The program, available in 20 major US cities, allows consumers to place online orders with participating retailers before a cutoff time Saturday. Postal carriers pick up merchandise from local stores for delivery the following day, similar to the Sunday package deliveries it now handles almost exclusively for Amazon in much of the US.

“The next-day weekend service is part of the Postal Service’s aggressive push into the parcel business at a time when its more lucrative first-class mail is declining in the digital age,” writes the Boston Globe (Nov. 4, 2017). With Amazon continuing to raise the bar of ‘‘free shipping’’ conveniences, from 1- or 2-day package arrivals to keyless in-home delivery via couriers, the financially beleaguered post office is billing itself as the trusted, low-cost carrier already serving every US household.

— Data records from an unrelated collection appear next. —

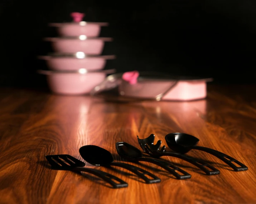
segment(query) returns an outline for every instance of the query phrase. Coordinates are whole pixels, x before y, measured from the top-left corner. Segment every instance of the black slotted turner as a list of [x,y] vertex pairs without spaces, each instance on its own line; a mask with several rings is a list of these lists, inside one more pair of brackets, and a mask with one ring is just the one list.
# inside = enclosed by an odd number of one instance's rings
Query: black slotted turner
[[45,158],[52,169],[84,172],[101,178],[113,188],[128,187],[127,183],[113,175],[97,169],[83,167],[85,165],[84,162],[68,154],[47,155]]

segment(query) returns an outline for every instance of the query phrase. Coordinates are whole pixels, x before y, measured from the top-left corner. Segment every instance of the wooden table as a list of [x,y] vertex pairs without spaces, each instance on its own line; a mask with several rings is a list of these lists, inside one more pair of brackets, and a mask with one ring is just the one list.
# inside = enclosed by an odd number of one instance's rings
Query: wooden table
[[[212,85],[207,98],[196,101],[130,103],[1,88],[0,107],[0,203],[256,203],[255,85]],[[123,161],[116,142],[139,148],[136,136],[153,133],[165,144],[165,136],[174,132],[195,136],[199,144],[230,155],[248,170],[235,172],[209,154],[192,151],[187,154],[205,160],[221,174],[207,176],[165,157],[192,178],[178,180],[151,164],[134,164],[161,179],[148,184],[119,168],[86,163],[129,183],[113,189],[87,173],[51,170],[45,157],[67,154],[84,161],[79,147],[93,144]]]

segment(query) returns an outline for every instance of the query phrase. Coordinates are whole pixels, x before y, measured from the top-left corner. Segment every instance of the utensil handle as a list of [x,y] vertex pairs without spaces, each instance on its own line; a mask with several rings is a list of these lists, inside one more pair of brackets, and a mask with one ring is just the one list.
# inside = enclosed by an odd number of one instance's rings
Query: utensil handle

Bolstered by e-commerce growth and its Sunday operations, the Postal Service will reach new highs this year in holiday package delivery, with nearly 850 million parcels delivered from Thanksgiving to New Year’s. That 13% increase from 2016 would exceed the single-digit growth for UPS and FedEx, putting the post office on track to capture 45.6% market share in peak holiday deliveries. The post office’s growth is due in large part to its established network in the ‘‘last mile,’’ the final and usually most expensive stretch of a package’s journey to a customer’s door. UPS and FedEx already subcontract a chunk of their last-mile deliveries to the post office.

Classroom discussion questions:

  1. Why is the “last mile” an important OM issue?
  2. What are the strengths and weaknesses of the USPS model to Sunday deliveries?